Tudo funciona tocado pela iluminação que por vezes aquece, em outras esfria, pode ser lua, pode ser sol e pode simplesmente sinalizar para a plateia que é hora de entrar em cena e tornar o show mais vibrante.
O quarteto abre o show com “Alegria, Alegria”, ganhando a plateia, de cara. Caetano se anima. Tira a jaqueta usada para se proteger do início do inverno que já se anuncia na cidade e se solta, ameaçando sair da cadeira onde se sacode. Mas se contém. Sabe que está numa cidade tradicional, e prefere primeiro saudar os presentes e falar da sua satisfação em ser recebido por eles. A plateia aplaude entusiasmada com o clima “família” do palco.
Caetano tenta arrastar o público comportado para os padrões das suas plateias. Esta, porém, reage apenas com palmas ritmadas e, por vezes, com uma cantoria miúda, que lembra o som de ladainhas. Longe do entusiasmo de um público do Circo voador.
Assim, entre sucessos como Trem das Cores”, “Oração ao tempo” e as composições dos filhos, que o artista vai apresentando “corujamente” – e com justa razão, pois os meninos são mesmo talentosos – o espetáculo caminha. A voz límpida e angelical de Zeca, nos chega aos ouvidos como um carinho. Encanta. Moreno, o “místico” e macumbeiro”, no dizer do pai, é também o “sambeiro”, de maiores arrojos. E Tom, o mais tímido, surpreende o público ao cair na dança do passinho, descalço e cheio de animação. Arremata a performance com um carinho no pai, para deleite total da plateia.
Quando entoa “Força estranha” (de sabidas referências a Roberto Carlos) aí sim, o público canta a plenos pulmões. Sentindo-se mais confiante, Caetano solta um “Lula livre”.
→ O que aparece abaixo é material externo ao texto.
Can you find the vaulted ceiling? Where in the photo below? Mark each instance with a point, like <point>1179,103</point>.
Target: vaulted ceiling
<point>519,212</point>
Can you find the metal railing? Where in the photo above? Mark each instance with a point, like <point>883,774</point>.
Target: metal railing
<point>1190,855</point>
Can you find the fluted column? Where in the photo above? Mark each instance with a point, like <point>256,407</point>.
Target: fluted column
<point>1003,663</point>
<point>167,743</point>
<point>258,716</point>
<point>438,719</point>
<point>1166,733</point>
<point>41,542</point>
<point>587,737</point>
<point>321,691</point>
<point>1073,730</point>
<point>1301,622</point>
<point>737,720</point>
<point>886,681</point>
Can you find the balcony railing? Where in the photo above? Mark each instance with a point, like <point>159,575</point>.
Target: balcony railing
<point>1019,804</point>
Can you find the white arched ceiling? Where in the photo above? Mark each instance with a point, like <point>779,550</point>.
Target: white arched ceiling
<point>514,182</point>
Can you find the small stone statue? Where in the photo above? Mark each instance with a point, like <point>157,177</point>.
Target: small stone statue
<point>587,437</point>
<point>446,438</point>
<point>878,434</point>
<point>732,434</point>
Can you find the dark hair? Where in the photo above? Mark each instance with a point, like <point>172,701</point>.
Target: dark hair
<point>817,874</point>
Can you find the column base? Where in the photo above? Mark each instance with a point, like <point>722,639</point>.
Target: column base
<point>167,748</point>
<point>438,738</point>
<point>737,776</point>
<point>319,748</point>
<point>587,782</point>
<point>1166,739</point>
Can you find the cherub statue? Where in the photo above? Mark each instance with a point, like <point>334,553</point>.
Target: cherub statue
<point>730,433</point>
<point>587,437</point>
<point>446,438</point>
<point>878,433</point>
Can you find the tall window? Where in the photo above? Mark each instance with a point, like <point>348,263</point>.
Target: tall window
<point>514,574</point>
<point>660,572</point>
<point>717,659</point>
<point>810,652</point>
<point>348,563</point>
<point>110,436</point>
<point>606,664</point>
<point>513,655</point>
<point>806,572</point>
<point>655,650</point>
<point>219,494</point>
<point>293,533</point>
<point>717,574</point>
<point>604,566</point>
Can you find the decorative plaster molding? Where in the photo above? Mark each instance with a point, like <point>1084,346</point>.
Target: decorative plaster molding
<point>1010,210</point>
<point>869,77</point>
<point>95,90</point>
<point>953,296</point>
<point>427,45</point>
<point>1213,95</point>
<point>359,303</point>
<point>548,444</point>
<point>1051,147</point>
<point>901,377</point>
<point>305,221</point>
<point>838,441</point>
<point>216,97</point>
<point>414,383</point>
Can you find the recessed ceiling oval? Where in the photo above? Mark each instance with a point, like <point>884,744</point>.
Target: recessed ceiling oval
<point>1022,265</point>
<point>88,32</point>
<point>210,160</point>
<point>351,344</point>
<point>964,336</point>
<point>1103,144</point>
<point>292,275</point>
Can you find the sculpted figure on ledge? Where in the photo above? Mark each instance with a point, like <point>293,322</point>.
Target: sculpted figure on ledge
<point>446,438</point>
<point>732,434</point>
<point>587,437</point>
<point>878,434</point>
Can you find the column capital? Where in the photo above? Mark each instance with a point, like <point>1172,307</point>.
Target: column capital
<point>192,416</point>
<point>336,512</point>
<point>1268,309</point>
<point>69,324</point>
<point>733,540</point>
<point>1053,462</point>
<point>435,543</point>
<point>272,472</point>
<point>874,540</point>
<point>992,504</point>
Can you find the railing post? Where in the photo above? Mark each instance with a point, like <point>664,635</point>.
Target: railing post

O que se vê é a transformação imediata daquela plateia em fúria, urros, uma vaia estrepitosa como ele só deve ter conhecido no palco do festival da canção, no Maracanãnzinho, quando em setembro de 1968 tentou cantar “É Proibido proibir”. Distingue-se a débil tentativa do grupo jovem que ocupa as primeiras fileiras do teatro, sabe-se lá a custa de quanto sacrifício, para pagar com mesadas os ingressos salgados do show, por isto, em minoria, de reproduzir a palavra de ordem: “Lula livre”. Aqui e ali gritos de: “pega ladrão”, e, ainda, “viva Moro”.
Visivelmente desconfortável, procurando se recuperar da surpresa, e bem ao seu estilo, Caetano ainda ensaia um troco. “Este é um espaço democrático. Em Fortaleza, talvez porque o show foi de graça e feito numa praça, quando eu disse isto o povo veio todo em coro…” Caetano talvez não tenha percebido que aquela plateia não foi pra ouvir suas canções e mensagens progressistas. Foi porque pode pagar.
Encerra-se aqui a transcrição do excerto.